Incidentally, it's also possible to modify the shuffle() algorithm so that you don't shuffle the entire list at once. Instead you can just pick out one number at a time, randomly chosen from the remaining numbers, as needed. You still need to allocate an array big enough to store all the values, but as long as that's not more memory than you have available, I believe this strategy would be the fastest one possible, overall. [ October 18, 2008: Message edited by: Mike Simmons ]

Campbell Ritchie
Sheriff

Joined: Oct 13, 2005
Posts: 46437

51

posted

0

Took me a bit of time to see what you meant about not testing the numbers before inserting them, but I can see, yes, that would work nicely, and obviate the need to iterate the set at all. The array might, as you say, work fastest. If the input is random (and java.util.Random is described as pseudo-random), is there any need to shuffle the array? You won't notice a difference, but the array will preserve insertion order.

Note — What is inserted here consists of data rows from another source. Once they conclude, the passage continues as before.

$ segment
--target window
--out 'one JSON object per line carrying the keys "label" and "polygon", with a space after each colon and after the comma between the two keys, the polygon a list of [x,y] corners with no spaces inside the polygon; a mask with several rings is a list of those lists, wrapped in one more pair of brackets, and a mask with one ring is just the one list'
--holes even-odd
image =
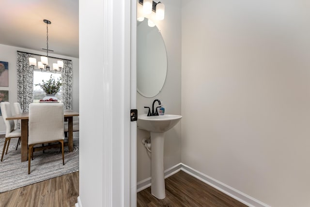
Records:
{"label": "window", "polygon": [[[35,85],[42,83],[42,80],[44,81],[49,80],[51,74],[55,80],[57,80],[57,79],[62,77],[62,74],[61,73],[54,74],[48,72],[43,73],[41,71],[33,71],[33,102],[39,102],[41,99],[42,99],[46,96],[46,94],[43,90],[42,90],[42,89],[41,88],[40,86],[36,86]],[[58,98],[59,101],[62,101],[61,89],[55,96]]]}

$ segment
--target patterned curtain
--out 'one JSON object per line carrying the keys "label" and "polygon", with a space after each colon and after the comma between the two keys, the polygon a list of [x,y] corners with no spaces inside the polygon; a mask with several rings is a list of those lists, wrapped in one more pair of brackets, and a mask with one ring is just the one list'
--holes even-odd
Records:
{"label": "patterned curtain", "polygon": [[17,52],[17,102],[23,112],[28,111],[33,99],[33,71],[29,65],[31,54]]}
{"label": "patterned curtain", "polygon": [[62,99],[64,109],[72,109],[72,61],[63,61],[62,73]]}

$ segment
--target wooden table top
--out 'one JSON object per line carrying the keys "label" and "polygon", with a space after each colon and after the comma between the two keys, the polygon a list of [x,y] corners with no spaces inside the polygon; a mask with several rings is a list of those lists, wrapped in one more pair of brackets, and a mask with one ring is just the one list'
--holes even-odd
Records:
{"label": "wooden table top", "polygon": [[[63,117],[77,117],[78,116],[78,112],[77,112],[72,110],[65,110],[63,111]],[[15,120],[15,119],[29,119],[29,113],[28,112],[24,112],[21,114],[16,114],[12,117],[8,117],[6,120]]]}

I altered the little program I posted earlier to try a LinkedHashSet, and only that maintains insertion order with the for-each loop. Obviously a TreeSet would have printed from smallest to largest.

I think we all agree about what the original poster wanted; it's just what you call it.

Mike Simmons
Ranch Hand

Joined: Mar 05, 2008
Posts: 3028

10

posted

0

[Campbell]: If the input is random (and java.util.Random is described as pseudo-random), is there any need to shuffle the array? You won't notice a difference, but the array will preserve insertion order.

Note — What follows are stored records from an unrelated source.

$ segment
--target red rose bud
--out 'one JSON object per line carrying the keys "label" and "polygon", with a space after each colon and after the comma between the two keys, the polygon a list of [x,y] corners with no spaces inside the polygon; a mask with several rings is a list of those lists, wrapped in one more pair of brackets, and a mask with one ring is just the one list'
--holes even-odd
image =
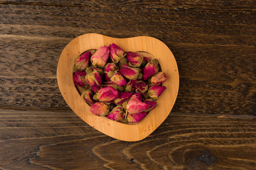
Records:
{"label": "red rose bud", "polygon": [[124,117],[124,113],[121,106],[117,106],[106,116],[107,118],[119,121]]}
{"label": "red rose bud", "polygon": [[127,120],[129,123],[137,123],[142,120],[146,115],[146,112],[141,112],[137,113],[128,113]]}
{"label": "red rose bud", "polygon": [[105,75],[107,81],[110,81],[110,78],[107,76],[109,72],[112,71],[114,72],[118,69],[118,67],[116,66],[114,63],[107,63],[105,67]]}
{"label": "red rose bud", "polygon": [[124,86],[127,84],[124,78],[120,73],[118,72],[114,73],[114,75],[110,78],[110,80],[118,86]]}
{"label": "red rose bud", "polygon": [[147,80],[147,79],[149,79],[149,76],[157,73],[158,70],[159,70],[159,67],[157,66],[157,64],[151,62],[149,62],[148,64],[146,64],[146,67],[144,69],[143,79],[144,81]]}
{"label": "red rose bud", "polygon": [[91,106],[90,111],[95,115],[105,116],[110,113],[110,108],[104,103],[97,102]]}
{"label": "red rose bud", "polygon": [[125,56],[124,51],[114,43],[110,45],[110,57],[114,63],[117,63],[122,57]]}
{"label": "red rose bud", "polygon": [[156,102],[155,101],[144,101],[144,103],[150,106],[149,108],[146,110],[146,112],[152,110],[156,106]]}
{"label": "red rose bud", "polygon": [[114,99],[114,102],[117,105],[122,104],[124,101],[130,98],[132,94],[129,92],[119,92],[118,97]]}
{"label": "red rose bud", "polygon": [[166,88],[162,86],[152,86],[149,89],[148,94],[152,99],[157,99]]}
{"label": "red rose bud", "polygon": [[133,68],[127,65],[124,65],[122,67],[119,72],[122,75],[128,79],[134,80],[137,79],[139,76],[139,69],[138,68]]}
{"label": "red rose bud", "polygon": [[84,91],[81,96],[84,101],[85,101],[88,104],[92,105],[95,103],[95,101],[93,100],[93,94],[92,91],[90,90],[87,90]]}
{"label": "red rose bud", "polygon": [[139,94],[144,94],[148,90],[148,85],[142,80],[135,83],[135,91]]}
{"label": "red rose bud", "polygon": [[99,48],[91,57],[91,62],[93,66],[104,67],[110,57],[110,50],[107,46]]}
{"label": "red rose bud", "polygon": [[86,73],[85,72],[78,71],[74,73],[73,81],[75,85],[77,85],[80,87],[85,86],[87,85],[85,81]]}
{"label": "red rose bud", "polygon": [[166,81],[166,74],[164,72],[160,72],[152,76],[150,81],[154,85],[159,85]]}
{"label": "red rose bud", "polygon": [[129,113],[137,113],[145,111],[149,108],[150,106],[143,103],[137,98],[133,98],[128,101],[127,109]]}
{"label": "red rose bud", "polygon": [[110,103],[118,97],[118,91],[111,86],[102,88],[99,90],[99,101]]}
{"label": "red rose bud", "polygon": [[90,51],[86,52],[75,59],[75,67],[79,70],[84,70],[88,66],[91,55]]}
{"label": "red rose bud", "polygon": [[142,56],[137,52],[127,52],[126,57],[129,65],[132,67],[140,67],[143,60]]}

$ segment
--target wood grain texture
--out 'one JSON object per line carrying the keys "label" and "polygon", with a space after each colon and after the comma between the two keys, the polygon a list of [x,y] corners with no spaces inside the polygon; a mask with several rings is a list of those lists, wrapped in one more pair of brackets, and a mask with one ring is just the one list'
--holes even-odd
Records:
{"label": "wood grain texture", "polygon": [[72,112],[0,110],[1,169],[255,169],[255,116],[172,113],[140,142]]}

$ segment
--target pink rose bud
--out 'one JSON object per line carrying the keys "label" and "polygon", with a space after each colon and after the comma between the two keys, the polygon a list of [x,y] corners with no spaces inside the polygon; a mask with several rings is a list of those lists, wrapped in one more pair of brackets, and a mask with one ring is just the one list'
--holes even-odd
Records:
{"label": "pink rose bud", "polygon": [[148,94],[152,99],[157,99],[166,88],[162,86],[152,86],[149,89]]}
{"label": "pink rose bud", "polygon": [[107,46],[99,48],[91,57],[91,62],[93,66],[104,67],[110,57],[110,50]]}
{"label": "pink rose bud", "polygon": [[144,94],[148,90],[148,85],[142,80],[135,83],[135,91],[139,94]]}
{"label": "pink rose bud", "polygon": [[127,105],[128,113],[132,114],[146,111],[149,107],[150,106],[143,103],[137,98],[130,100]]}
{"label": "pink rose bud", "polygon": [[119,121],[124,117],[124,113],[121,106],[117,106],[106,117],[109,119]]}
{"label": "pink rose bud", "polygon": [[118,97],[118,91],[112,86],[102,88],[99,90],[99,101],[106,103],[112,102]]}
{"label": "pink rose bud", "polygon": [[160,72],[152,76],[151,83],[154,85],[159,85],[166,81],[166,74],[164,72]]}
{"label": "pink rose bud", "polygon": [[128,113],[127,120],[128,122],[131,124],[137,123],[141,121],[146,115],[146,112],[141,112],[134,114]]}
{"label": "pink rose bud", "polygon": [[122,75],[130,80],[134,80],[138,78],[139,69],[129,66],[124,65],[119,70]]}
{"label": "pink rose bud", "polygon": [[114,75],[110,78],[110,80],[118,86],[124,86],[127,84],[124,78],[119,72],[114,73]]}
{"label": "pink rose bud", "polygon": [[159,67],[154,62],[149,62],[146,64],[146,67],[143,70],[143,79],[144,81],[147,80],[149,76],[154,75],[154,74],[157,73],[159,70]]}
{"label": "pink rose bud", "polygon": [[84,70],[88,66],[91,55],[92,53],[89,51],[78,57],[75,59],[75,67],[79,70]]}
{"label": "pink rose bud", "polygon": [[152,110],[156,106],[156,102],[151,101],[144,101],[144,103],[149,105],[150,107],[146,112]]}
{"label": "pink rose bud", "polygon": [[110,113],[110,108],[104,103],[96,102],[91,106],[90,111],[95,115],[105,116]]}
{"label": "pink rose bud", "polygon": [[114,43],[110,45],[110,57],[114,63],[117,63],[122,57],[125,56],[124,51]]}
{"label": "pink rose bud", "polygon": [[77,85],[80,87],[85,86],[87,85],[85,81],[86,73],[82,71],[78,71],[74,73],[73,81],[75,85]]}
{"label": "pink rose bud", "polygon": [[122,104],[124,101],[130,98],[132,94],[129,92],[119,92],[118,97],[114,99],[114,102],[117,105]]}
{"label": "pink rose bud", "polygon": [[126,57],[129,65],[135,67],[140,67],[143,60],[142,56],[137,52],[127,52]]}
{"label": "pink rose bud", "polygon": [[105,75],[107,81],[110,81],[110,78],[107,76],[109,72],[114,72],[118,69],[118,67],[114,63],[107,63],[105,67]]}
{"label": "pink rose bud", "polygon": [[92,91],[90,90],[87,90],[84,91],[81,96],[84,101],[85,101],[88,104],[92,105],[95,103],[95,101],[93,100],[93,94]]}

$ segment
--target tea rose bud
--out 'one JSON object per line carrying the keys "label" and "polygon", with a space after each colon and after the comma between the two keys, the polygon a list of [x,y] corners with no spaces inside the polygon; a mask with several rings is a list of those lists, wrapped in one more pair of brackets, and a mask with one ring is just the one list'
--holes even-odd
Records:
{"label": "tea rose bud", "polygon": [[124,117],[124,113],[121,106],[117,106],[106,116],[107,118],[113,120],[121,120]]}
{"label": "tea rose bud", "polygon": [[93,66],[104,67],[110,57],[110,50],[107,46],[99,48],[91,57],[91,62]]}
{"label": "tea rose bud", "polygon": [[148,94],[152,99],[157,99],[166,87],[163,86],[152,86],[149,89]]}
{"label": "tea rose bud", "polygon": [[129,64],[135,67],[140,67],[143,60],[142,56],[137,52],[127,52],[126,57]]}
{"label": "tea rose bud", "polygon": [[156,106],[156,102],[155,101],[144,101],[144,103],[150,106],[149,108],[146,110],[146,112],[152,110]]}
{"label": "tea rose bud", "polygon": [[118,97],[118,91],[111,86],[102,88],[99,90],[99,101],[110,103]]}
{"label": "tea rose bud", "polygon": [[96,102],[90,106],[90,111],[95,115],[105,116],[110,113],[110,108],[104,103]]}
{"label": "tea rose bud", "polygon": [[133,68],[127,65],[124,65],[120,69],[119,72],[122,75],[128,79],[134,80],[137,79],[139,76],[139,69],[138,68]]}
{"label": "tea rose bud", "polygon": [[84,70],[88,66],[92,53],[86,52],[75,59],[75,67],[79,70]]}
{"label": "tea rose bud", "polygon": [[87,90],[81,94],[82,98],[89,105],[92,105],[95,103],[93,100],[93,94],[90,90]]}
{"label": "tea rose bud", "polygon": [[144,94],[148,90],[148,85],[142,80],[135,83],[135,91],[139,94]]}
{"label": "tea rose bud", "polygon": [[147,80],[147,79],[149,78],[149,76],[154,75],[154,74],[157,73],[159,70],[159,67],[156,63],[154,62],[149,62],[146,64],[144,69],[144,74],[143,74],[143,79],[144,81]]}
{"label": "tea rose bud", "polygon": [[117,105],[122,104],[124,101],[131,98],[132,94],[129,92],[119,92],[118,97],[114,99],[114,102]]}
{"label": "tea rose bud", "polygon": [[117,63],[122,57],[125,56],[124,51],[114,43],[110,45],[110,57],[114,63]]}
{"label": "tea rose bud", "polygon": [[78,71],[75,72],[73,74],[73,81],[75,85],[77,85],[80,87],[85,86],[87,85],[85,81],[86,73],[82,71]]}
{"label": "tea rose bud", "polygon": [[129,101],[127,105],[127,111],[131,114],[146,111],[149,107],[150,106],[137,98],[133,98]]}
{"label": "tea rose bud", "polygon": [[114,73],[112,76],[111,76],[110,80],[118,86],[124,86],[127,84],[124,78],[119,72]]}
{"label": "tea rose bud", "polygon": [[141,121],[146,115],[146,112],[141,112],[137,113],[128,113],[127,120],[129,123],[133,124]]}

Hm, I didn't really follow this part. I understand that Random is pseudo-random; I haven't been bothering to make that distinction, but it's true. Aside from that though I don't think I understand the scenario you're talking about. Which is odd since it seems to be based off what I said, but I think somewhere along the way we might have gotten different mental pictures.

I would say that it's not necessary to shuffle the entire array, but you need to at least shuffle parts as you go. When someone requests the first element of the array, shuffle just that first element by selecting another element at random (possibly the same element) and swapping the first element with that element. If that other element is also the same element, there's really nothing to do. When someone asks for the second element (index 1), swap with another element of index >= 1. When someone asks for the third element (index 2), swap with another element of index >=2. And so on.

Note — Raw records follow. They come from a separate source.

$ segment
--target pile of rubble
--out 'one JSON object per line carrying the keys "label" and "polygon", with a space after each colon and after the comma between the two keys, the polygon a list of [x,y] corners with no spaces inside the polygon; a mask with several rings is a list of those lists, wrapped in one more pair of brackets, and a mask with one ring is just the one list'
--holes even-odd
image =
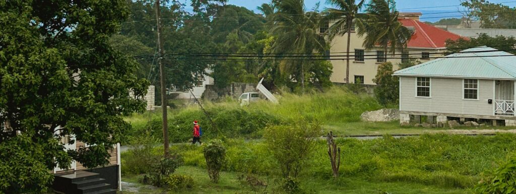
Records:
{"label": "pile of rubble", "polygon": [[360,118],[364,121],[392,121],[399,120],[399,110],[397,109],[383,108],[375,111],[366,111]]}
{"label": "pile of rubble", "polygon": [[[477,123],[475,121],[465,122],[464,122],[464,124],[461,125],[457,121],[451,120],[451,121],[448,121],[447,122],[440,122],[436,124],[417,123],[414,124],[414,126],[429,128],[429,127],[444,127],[444,126],[447,125],[450,128],[453,128],[455,127],[461,125],[467,126],[484,126],[486,124],[484,123],[478,124],[478,123]],[[409,125],[410,125],[410,124],[408,123],[401,123],[401,126],[409,126]]]}

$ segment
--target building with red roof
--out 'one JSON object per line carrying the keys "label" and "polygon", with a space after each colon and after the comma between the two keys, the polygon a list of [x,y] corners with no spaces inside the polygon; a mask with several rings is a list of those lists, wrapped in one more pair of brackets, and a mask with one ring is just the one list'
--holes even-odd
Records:
{"label": "building with red roof", "polygon": [[[412,36],[403,52],[396,51],[395,55],[388,54],[384,57],[382,48],[365,49],[362,46],[364,37],[359,37],[351,31],[350,41],[351,57],[349,64],[349,83],[356,80],[361,84],[374,85],[373,79],[376,75],[379,64],[385,61],[394,64],[394,70],[397,70],[397,64],[413,61],[416,63],[424,62],[436,57],[443,56],[442,53],[446,51],[446,41],[456,40],[461,37],[449,31],[427,24],[419,20],[422,15],[419,12],[402,12],[398,20],[402,25],[412,32]],[[331,25],[331,24],[330,24]],[[463,38],[467,39],[467,38]],[[347,45],[347,36],[335,37],[331,43],[330,55],[344,55]],[[333,57],[342,58],[344,57]],[[332,60],[333,73],[330,80],[334,83],[346,83],[346,65],[345,60]]]}

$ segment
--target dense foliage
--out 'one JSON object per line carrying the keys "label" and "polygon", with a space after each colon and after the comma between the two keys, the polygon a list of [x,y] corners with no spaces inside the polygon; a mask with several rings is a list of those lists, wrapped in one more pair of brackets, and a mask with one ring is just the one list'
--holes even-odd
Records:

Here's an implementation of what I was thinking of.

[Campbell]: I think we all agree about what the original poster wanted; it's just what you call it.

Agreed.

Campbell Ritchie
Sheriff

Joined: Oct 13, 2005
Posts: 46437

51

posted

0

I now see what you mean about the array; presumably its original state is some sort of ordered numbers, so it does need shuffling.

I still think your other suggestion about a List and if it's already in the List discard it is simpler.